Principal Wendy Westsmith explained that for months, school administrators and teachers conducted extensive research while exploring the idea for a change.
“In April, stakeholders researched various project-based approaches throughout the country including High Tech High Schools in San Diego, the Buck Institute and several others. This research pointed us toward NTN which is a nonprofit organization that partners with selected schools to design comprehensive school change,” Westsmith said. “Our team believes one of its most attractive features is educating students through a combination of social/emotional growth and the development of critical-thinking skills through project-based learning to best prepare them to be successful in an unpredictable future. Our relationship with NTN was a natural outcome from these beginnings and will lead us as students and a community toward a brighter more productive future. The Black Oak Mine Unified School District (BOMUSD) Board supported parents and staff every step of the way.”
Extensive training provided the tools necessary to implement lessons before the end of this school year and educators will become immersed in additional, national training over the summer.
“Our team learned about this concept and passionately embraced the opportunity to elevate our school to the next level,” Westsmith said. “I appreciate their wholehearted efforts to ensure we are successful. Year after year our students will receive these lifelong educational benefits.”
BOMUSD superintendent Jeremy Meyers championed the enterprise during the ribbon cutting ceremony.
“This evening is a testament to how BOMUSD engages and listens to our parents who wanted an increased instructional priority placed on technology and innovation,” Meyers said. “I’m proud of our educators who developed their vision into an inspiring reality for students.”
After the ceremony, an open house provided attendees a window into the programmatic changes that educators implemented this year. Classrooms displayed student project work such as videos and demonstration areas including “Force and Motion” to highlight cars and marble mazes engineered by students. Wendy Appleby, K-1 teacher, painted a verbal picture of her everyday classroom, “The NTN philosophy differs greatly from the traditional lecture model. We give our students a project goal and guidance, and they work the problem until they discover a solution. My classroom is busier and noisier now, but it is extremely focused. The number of disciplinary issues has diminished completely because our students are engaged in these hands-on activities.”

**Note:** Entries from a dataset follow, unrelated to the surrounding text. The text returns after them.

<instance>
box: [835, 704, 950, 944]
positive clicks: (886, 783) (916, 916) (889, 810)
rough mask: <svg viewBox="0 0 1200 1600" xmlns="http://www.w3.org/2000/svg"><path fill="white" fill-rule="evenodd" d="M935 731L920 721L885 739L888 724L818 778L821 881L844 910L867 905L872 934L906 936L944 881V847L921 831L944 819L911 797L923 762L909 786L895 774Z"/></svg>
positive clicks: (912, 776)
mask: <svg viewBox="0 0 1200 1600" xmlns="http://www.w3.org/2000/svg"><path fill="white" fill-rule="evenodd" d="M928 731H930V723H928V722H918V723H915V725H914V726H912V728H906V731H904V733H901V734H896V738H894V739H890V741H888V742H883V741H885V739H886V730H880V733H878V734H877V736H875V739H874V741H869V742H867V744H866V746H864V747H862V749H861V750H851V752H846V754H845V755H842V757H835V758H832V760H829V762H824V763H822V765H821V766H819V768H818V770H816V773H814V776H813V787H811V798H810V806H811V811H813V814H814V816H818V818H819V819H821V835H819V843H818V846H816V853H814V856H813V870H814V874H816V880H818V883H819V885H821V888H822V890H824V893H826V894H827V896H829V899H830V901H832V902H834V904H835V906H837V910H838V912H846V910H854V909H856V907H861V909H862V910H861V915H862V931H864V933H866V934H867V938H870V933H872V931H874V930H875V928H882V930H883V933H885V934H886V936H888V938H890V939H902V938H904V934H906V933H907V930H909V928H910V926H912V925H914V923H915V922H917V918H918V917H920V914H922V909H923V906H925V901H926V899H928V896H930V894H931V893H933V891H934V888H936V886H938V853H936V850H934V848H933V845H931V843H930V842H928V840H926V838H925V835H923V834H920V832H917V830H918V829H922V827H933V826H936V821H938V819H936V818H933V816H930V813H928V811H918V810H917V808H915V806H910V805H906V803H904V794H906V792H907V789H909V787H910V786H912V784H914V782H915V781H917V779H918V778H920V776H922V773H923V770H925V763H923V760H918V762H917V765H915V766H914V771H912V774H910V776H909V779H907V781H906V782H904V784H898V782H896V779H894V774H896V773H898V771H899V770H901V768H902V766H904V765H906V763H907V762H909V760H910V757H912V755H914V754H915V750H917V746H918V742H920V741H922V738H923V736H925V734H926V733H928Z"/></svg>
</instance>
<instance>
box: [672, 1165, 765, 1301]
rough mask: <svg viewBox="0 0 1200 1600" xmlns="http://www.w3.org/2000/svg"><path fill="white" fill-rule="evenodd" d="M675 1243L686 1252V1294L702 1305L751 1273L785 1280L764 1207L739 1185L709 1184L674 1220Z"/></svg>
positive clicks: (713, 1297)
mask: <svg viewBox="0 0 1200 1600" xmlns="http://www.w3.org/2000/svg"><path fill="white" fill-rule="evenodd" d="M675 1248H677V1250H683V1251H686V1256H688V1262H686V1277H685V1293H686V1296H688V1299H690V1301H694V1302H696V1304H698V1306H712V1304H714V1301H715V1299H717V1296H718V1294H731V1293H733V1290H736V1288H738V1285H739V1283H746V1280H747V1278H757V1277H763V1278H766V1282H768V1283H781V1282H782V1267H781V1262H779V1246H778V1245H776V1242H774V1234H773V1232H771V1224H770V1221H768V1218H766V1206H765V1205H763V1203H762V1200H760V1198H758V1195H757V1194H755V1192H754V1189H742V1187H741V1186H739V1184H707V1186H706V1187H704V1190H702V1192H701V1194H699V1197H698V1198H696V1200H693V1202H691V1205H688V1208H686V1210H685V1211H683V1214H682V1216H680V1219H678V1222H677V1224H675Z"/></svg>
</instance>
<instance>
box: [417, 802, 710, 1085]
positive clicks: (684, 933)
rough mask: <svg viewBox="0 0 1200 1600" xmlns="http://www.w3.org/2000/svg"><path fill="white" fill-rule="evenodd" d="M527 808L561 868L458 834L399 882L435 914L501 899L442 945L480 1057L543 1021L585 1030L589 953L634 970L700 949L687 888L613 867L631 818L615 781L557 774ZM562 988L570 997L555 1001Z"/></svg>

Outside on the basketball courts, students hosted booths to showcase their nutrition-based projects including a seeding station with various plants and smoothie tasting table with treats consisting of produce from the school’s garden. Sixth-grade students, Trinity Cross and Shania Cleve, gave evidence-based presentations like professional spokespeople to convey the importance of maintaining a healthy lifestyle. “We did our research and realized that a lot of people in our county are obese. If we show people the data, maybe it will make them think that they have to do something to become healthy,” Trinity explained.